Biochemically-Informed Neural Networks

Configurable Neural Networks with Biochemically-Informed Data Generation

* (Image generated by ChatGPT promped with the content of this repo)

This repository presents a flexible platform for building and training neural networks using TensorFlow. It uses physics models as foundation for generating synthetic datasets.

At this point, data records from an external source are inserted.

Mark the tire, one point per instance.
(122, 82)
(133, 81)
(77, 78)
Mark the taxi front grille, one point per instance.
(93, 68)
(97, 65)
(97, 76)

Key features of the project include:

TOML-Based Configuration: Easy customization of neural networks and data generation settings through TOML files.
TensorFlow Integration: Utilizes TensorFlow for robust model building and training.
Dynamic Data Generation: Features a data generation module capable of simulating complex biochemical reactions, including Michaelis-Menten kinetics, for creating synthetic datasets.
Efficient Data Management: Employs TensorFlow's Dataset API for optimized data handling and preprocessing.
High-Performance Computing (HPC) Support: Includes scripts for HPC integration, compatible with Slurm-managed systems, leveraging TensorFlow's MirroredStrategy for distributed training.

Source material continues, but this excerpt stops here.